Peering into Plasma Mirrors
Physicists at the Laboratory for Attosecond Physics, which is run jointly by the Max Planck Institute for Quantum Optics in Garching and LMU Munich, have refined the generation of high-intensity attosecond light pulses on solid surfaces.
Pulses of light lasting for a few hundred attoeseconds (1 as equals a billionth of a billionth of a second, 10-18 sec) have become an indispensable tool for the investigation of ultrafast physical processes. For one thing, they afford insights into the motions of electrons in atoms and molecules. As a rule, these ultrashort pulses are created by allowing coherent laser light to interact with a sample of a noble gas, such as xenon. However, this method has one serious drawback – the resulting pulses suffer from low energies. An alternative approach to the generation of attosecond pulses makes use of relativistically oscillating mirrors. In this case, the light interacts not with a gas, but with a solid surface made of fused silica.
A small portion of the incident light serves to ionize the surface of the glass, thus creating a plasma – a dense cloud made up of free electrons and virtually immobile, positively charged atomic ions. This state of affairs can be compared to that found in normal metals, in which a fraction of the electrons can move freely through the material. In fact, this dense surface plasma behaves like a metal-coated mirror. The oscillating electric field associated with the light that impinges on this mirror causes the surface of the plasma to oscillate at peak velocities close to that of light itself. Off this oscillating surface, the light gets reflected. As a consequence of the Doppler effect, the frequency of the incoming light is shifted into the extreme ultraviolet (XUV) region of the spectrum – and the higher the peak velocities, the greater the frequency shift. Because the durations of mirror oscillations at maximum speed are extremely short, XUV light pulses lasting for a matter of attoseconds can be spectrally filtered out.

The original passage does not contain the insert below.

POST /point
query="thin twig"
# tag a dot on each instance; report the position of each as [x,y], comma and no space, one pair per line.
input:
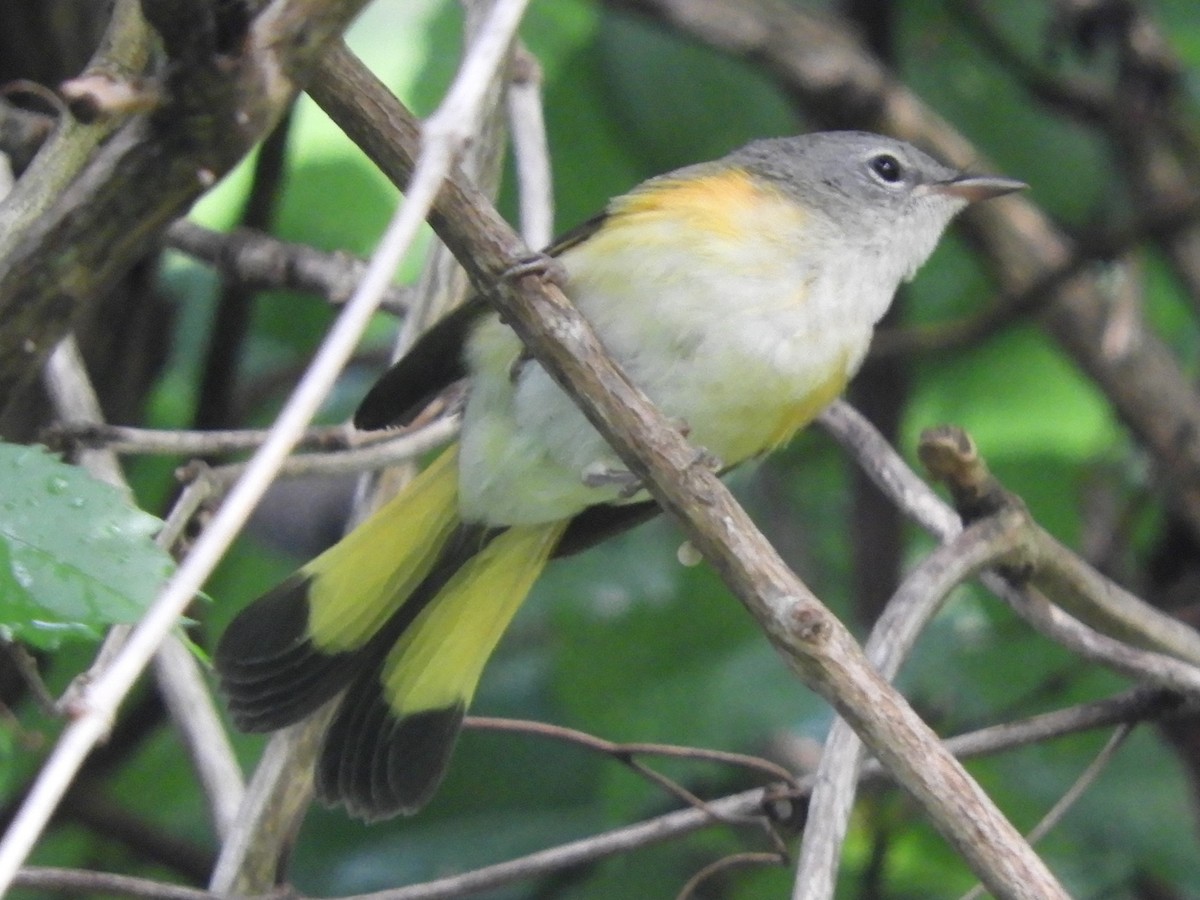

Crucially, these flashes have a far greater intensity than those that can generated by the conventional interaction in the gaseous phase, being able to reach photon energies on the order of kiloelectron volts (keV), according to simulations.
In collaboration with scientists from the ELI (Extreme Light Infrastructure) in Szeged in Hungary, the Foundation for Research & Technology – Hellas (FORTH) in Heraklion (Greece) and Umeå University in Sweden, the physicists at the LAP have been able to gain new and valuable insights into the interaction of pulsed laser light with relativistically oscillating solid surfaces. They first analysed the intensity profile and energy distribution of the resulting attosecond pulses, and their dependence on the ‘carrier envelope phase’ of the driving input laser pulse in real time. “These observations permit us to define the conditions required for optimal generation of attosecond light pulses using the oscillating plasma mirror,” says Olga Jahn, the first author of the study. “We were able to demonstrate that isolated attosecond XUV light flashes can indeed be produced from optical pulses consisting of three oscillation cycles.”
The findings of the LAP team enable to simplify and standardize the procedure required to generate attosecond pulses by means of plasma mirrors. The comparatively high intensities achieved open up new opportunities for ultraviolet spectroscopy, and promise to unveil new aspects of molecular and atomic behavior.